Best Practice: Provide dedicated nodes using taints and tolerations

We recommend that you use Kubernetes taints and tolerations to limit resource-intensive applications to specific worker nodes.

Using taints and tolerations enables you to keep node resources available for workloads that require them, and prevents the scheduling of other workloads on the nodes.

For example, when you create a cluster using Container Engine for Kubernetes, you can define worker nodes to have a GPU shape, or a shape with a large number of powerful CPUs. These well-specified worker nodes are ideal for large data processing workloads. However, such specialized hardware is normally expensive to deploy. Consequently, you'll typically want to limit the workloads that can be scheduled on these nodes. To limit the workloads that can be scheduled on the well-specified worker nodes, add a taint to the nodes. For example, by running one of the following commands:

  • kubectl taint nodes <node-name> special=true:NoSchedule
  • kubectl taint nodes <node-name> special=true:PreferNoSchedule

Having added a taint to the well-specified worker nodes, add a corresponding toleration to the pods that you want to allow to use the nodes.
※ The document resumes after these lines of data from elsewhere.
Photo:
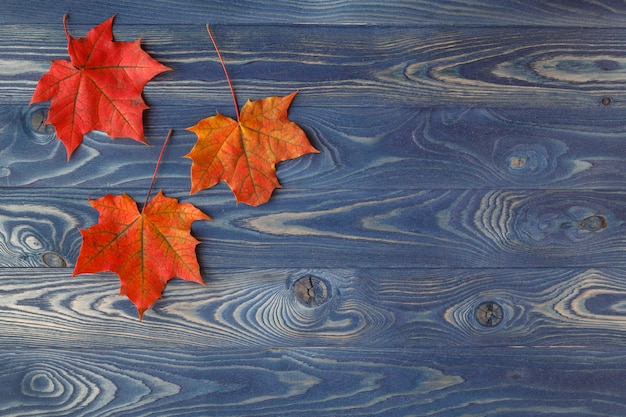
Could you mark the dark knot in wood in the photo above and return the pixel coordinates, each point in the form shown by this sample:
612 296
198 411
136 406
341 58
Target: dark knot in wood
310 291
489 314
593 223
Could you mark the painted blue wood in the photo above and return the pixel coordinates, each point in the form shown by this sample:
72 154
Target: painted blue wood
400 148
371 66
430 309
472 155
582 13
313 382
351 228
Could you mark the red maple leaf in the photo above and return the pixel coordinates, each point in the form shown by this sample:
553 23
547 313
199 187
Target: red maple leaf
99 89
244 152
146 249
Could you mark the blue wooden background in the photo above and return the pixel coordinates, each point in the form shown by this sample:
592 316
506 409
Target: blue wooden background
473 153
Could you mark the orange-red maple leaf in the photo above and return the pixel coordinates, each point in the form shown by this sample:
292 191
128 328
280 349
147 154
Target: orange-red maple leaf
244 153
99 89
146 249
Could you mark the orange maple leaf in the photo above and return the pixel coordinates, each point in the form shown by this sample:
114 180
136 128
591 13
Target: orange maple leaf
99 89
244 154
146 249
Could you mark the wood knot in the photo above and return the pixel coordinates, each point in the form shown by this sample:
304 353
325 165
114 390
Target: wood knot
594 223
489 314
310 291
53 260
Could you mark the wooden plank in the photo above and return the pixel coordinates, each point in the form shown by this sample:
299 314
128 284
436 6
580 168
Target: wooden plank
346 66
603 13
400 148
350 228
313 382
375 308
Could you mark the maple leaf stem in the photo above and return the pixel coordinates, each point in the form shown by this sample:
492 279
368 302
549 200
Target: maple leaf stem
156 169
67 33
230 84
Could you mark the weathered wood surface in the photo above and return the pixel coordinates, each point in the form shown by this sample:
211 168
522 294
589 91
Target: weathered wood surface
580 13
370 66
471 168
321 382
397 148
351 228
376 308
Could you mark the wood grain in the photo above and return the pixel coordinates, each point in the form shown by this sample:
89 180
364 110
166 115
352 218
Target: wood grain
377 308
350 228
313 382
472 155
400 148
351 65
603 13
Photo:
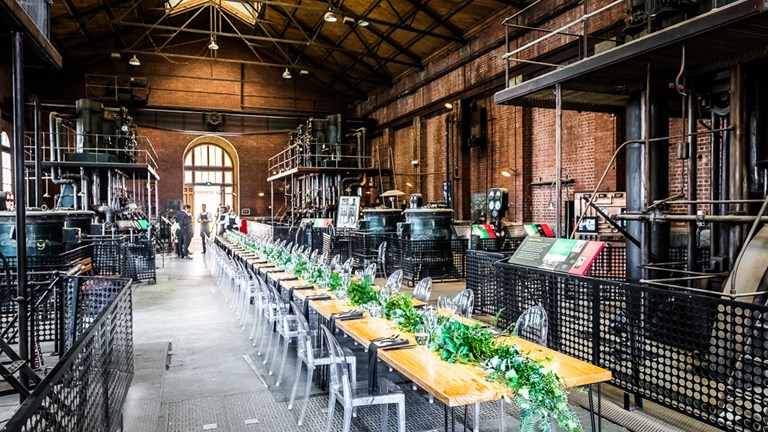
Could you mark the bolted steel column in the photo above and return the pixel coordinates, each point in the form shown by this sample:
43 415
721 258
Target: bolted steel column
559 160
19 192
658 170
634 181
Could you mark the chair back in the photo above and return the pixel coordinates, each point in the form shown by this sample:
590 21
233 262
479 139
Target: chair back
370 271
423 290
394 281
465 303
304 347
532 325
382 251
340 379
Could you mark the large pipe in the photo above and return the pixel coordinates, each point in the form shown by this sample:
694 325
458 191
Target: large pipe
737 168
19 186
693 152
658 170
634 182
38 153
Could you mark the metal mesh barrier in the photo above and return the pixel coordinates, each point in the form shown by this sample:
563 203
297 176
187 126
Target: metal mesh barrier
86 389
438 259
337 244
482 281
365 246
41 272
140 261
702 355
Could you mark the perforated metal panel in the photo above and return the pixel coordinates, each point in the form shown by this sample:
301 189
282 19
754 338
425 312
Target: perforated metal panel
697 354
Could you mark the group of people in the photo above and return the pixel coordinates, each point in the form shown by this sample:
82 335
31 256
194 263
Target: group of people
183 228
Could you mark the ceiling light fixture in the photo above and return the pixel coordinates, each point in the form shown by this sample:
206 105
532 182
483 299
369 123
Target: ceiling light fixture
330 17
507 172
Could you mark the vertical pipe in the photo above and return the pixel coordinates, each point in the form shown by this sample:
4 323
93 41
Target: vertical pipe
714 187
19 192
558 159
634 182
38 153
693 257
737 166
658 173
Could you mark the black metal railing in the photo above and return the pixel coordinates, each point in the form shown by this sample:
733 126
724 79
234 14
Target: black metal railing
41 272
86 389
700 354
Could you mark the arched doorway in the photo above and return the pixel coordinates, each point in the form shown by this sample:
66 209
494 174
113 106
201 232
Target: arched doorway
211 174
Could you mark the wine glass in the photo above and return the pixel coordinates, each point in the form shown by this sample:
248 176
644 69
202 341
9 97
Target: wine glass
421 334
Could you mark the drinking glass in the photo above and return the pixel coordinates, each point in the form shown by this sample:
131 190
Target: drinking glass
375 309
421 334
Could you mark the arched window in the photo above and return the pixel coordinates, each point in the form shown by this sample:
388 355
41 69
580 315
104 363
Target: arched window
7 174
210 173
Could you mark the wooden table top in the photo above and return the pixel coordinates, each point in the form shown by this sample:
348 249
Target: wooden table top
451 383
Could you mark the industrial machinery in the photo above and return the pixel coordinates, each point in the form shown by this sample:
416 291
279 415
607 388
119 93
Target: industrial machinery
95 159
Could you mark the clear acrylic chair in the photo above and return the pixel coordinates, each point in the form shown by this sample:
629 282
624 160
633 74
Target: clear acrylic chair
465 303
350 396
381 259
286 329
309 353
532 325
423 290
394 281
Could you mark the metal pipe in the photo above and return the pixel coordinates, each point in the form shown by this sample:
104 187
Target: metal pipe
19 186
559 159
634 182
569 25
689 218
38 152
737 167
693 250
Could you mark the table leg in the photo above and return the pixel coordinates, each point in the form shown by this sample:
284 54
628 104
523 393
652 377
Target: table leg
445 415
591 409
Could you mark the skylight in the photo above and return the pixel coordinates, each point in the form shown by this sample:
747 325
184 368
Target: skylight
246 11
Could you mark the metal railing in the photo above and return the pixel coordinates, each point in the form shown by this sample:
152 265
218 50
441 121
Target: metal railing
86 389
699 354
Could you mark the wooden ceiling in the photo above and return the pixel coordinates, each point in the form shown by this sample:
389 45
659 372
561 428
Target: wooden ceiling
346 56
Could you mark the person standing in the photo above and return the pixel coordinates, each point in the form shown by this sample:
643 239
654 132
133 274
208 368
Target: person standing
187 230
179 218
204 218
223 220
233 221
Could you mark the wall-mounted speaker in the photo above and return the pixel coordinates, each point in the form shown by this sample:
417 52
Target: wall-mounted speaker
498 203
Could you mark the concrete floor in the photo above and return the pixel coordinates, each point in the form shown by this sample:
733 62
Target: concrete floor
210 385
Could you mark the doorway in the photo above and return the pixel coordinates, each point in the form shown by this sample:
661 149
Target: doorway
210 176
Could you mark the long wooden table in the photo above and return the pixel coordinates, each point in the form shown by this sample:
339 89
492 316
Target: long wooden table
453 384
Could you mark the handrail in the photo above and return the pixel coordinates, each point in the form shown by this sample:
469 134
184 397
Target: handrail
29 409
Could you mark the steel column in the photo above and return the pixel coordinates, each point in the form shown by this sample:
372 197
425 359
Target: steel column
658 173
19 192
634 182
559 160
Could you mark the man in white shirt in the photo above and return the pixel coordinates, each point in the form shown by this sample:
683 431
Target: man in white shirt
204 218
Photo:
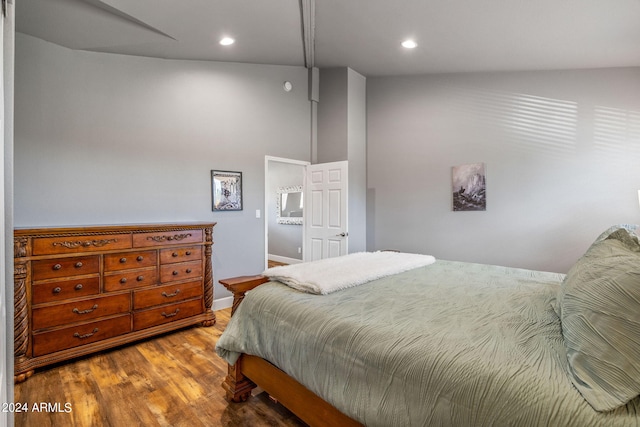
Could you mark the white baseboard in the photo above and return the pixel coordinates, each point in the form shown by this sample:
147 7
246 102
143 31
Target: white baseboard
284 259
221 303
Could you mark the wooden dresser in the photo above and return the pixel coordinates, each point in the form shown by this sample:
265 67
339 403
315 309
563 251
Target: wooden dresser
87 289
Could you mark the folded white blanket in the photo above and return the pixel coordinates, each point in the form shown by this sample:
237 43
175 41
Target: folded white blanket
332 274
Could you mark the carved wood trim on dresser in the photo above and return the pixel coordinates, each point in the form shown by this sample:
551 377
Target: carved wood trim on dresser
79 290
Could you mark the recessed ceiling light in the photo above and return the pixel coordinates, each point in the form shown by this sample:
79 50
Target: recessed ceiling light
409 44
226 41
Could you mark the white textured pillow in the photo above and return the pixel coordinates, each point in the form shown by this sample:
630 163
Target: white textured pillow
600 315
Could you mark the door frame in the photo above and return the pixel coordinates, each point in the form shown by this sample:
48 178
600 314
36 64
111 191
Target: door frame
267 214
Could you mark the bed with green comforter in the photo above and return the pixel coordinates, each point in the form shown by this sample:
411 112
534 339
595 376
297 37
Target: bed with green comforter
447 344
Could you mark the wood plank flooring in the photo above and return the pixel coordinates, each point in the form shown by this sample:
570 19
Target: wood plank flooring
171 380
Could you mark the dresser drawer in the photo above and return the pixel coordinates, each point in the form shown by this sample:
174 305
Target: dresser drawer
64 289
65 267
165 314
130 279
144 240
181 271
86 333
80 311
70 245
129 260
170 256
166 294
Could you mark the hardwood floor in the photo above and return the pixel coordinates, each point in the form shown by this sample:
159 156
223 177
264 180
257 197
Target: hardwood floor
171 380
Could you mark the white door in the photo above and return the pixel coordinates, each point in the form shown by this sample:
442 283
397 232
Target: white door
325 211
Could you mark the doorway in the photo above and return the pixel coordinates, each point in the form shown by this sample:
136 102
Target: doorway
284 235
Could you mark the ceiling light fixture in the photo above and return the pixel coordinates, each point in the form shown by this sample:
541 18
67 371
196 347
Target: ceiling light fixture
226 41
409 44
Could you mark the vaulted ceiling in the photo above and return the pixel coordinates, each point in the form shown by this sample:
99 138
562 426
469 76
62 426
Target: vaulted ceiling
452 35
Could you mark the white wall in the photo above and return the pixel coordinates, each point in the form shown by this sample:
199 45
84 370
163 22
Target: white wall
104 138
562 156
6 236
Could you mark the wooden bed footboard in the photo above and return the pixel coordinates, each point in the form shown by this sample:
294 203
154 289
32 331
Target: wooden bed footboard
251 371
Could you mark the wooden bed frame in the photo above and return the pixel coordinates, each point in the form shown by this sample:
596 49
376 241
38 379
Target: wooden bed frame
252 371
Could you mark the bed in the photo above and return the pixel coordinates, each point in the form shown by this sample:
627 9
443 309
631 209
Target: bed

Similarly, you can use the oci.oraclecloud.com/oke-is-preemptible=true label (which Container Engine for Kubernetes applies to worker nodes hosted on preemptible instances) with Kubernetes tolerations to control which pods are scheduled on those worker nodes.

See Taints and Tolerations in the Kubernetes documentation.

Best Practice: Control pod scheduling using node selectors and affinity

There are several ways to constrain a pod to run on particular node(s), or to specify a preference for a pod to run on particular node(s). The recommended approaches all use label selectors to facilitate the selection. Often, the kube-scheduler will automatically do a reasonable placement without such constraints or preferences. However, there are some circumstances where you might want to control the node on which a pod runs.

In these situations, we recommend that you control the scheduling of pods on nodes using Kubernetes node selectors, node affinity, and inter-pod affinity.

Using node selectors, node affinity, and inter-pod affinity enables the kube-scheduler to logically isolate workloads, such as by the node's hardware.

For example, you might give nodes a label to indicate that they have locally attached SSD storage. To specify a pod is to run only on nodes with locally attached SSD storage, you then include that label as a node selector in the pod specification. Kubernetes only schedules the pods on nodes with matching labels.

See Assigning Pods to Nodes in the Kubernetes documentation.

Best Practice: Use third-party tools for backup and disaster recovery

We recommend that you use third-party tools (such as Kasten, Rancher, Trilio, or Velero) with Container Engine for Kubernetes for backup and disaster recovery.

The combined backup and disaster recovery capabilities of these tools and Container Engine for Kubernetes can provide a reliable, robust, and scalable Kubernetes platform that's production-ready.

See A simple guide to Kubernetes disaster recovery across regions with Kasten by Veeam for example.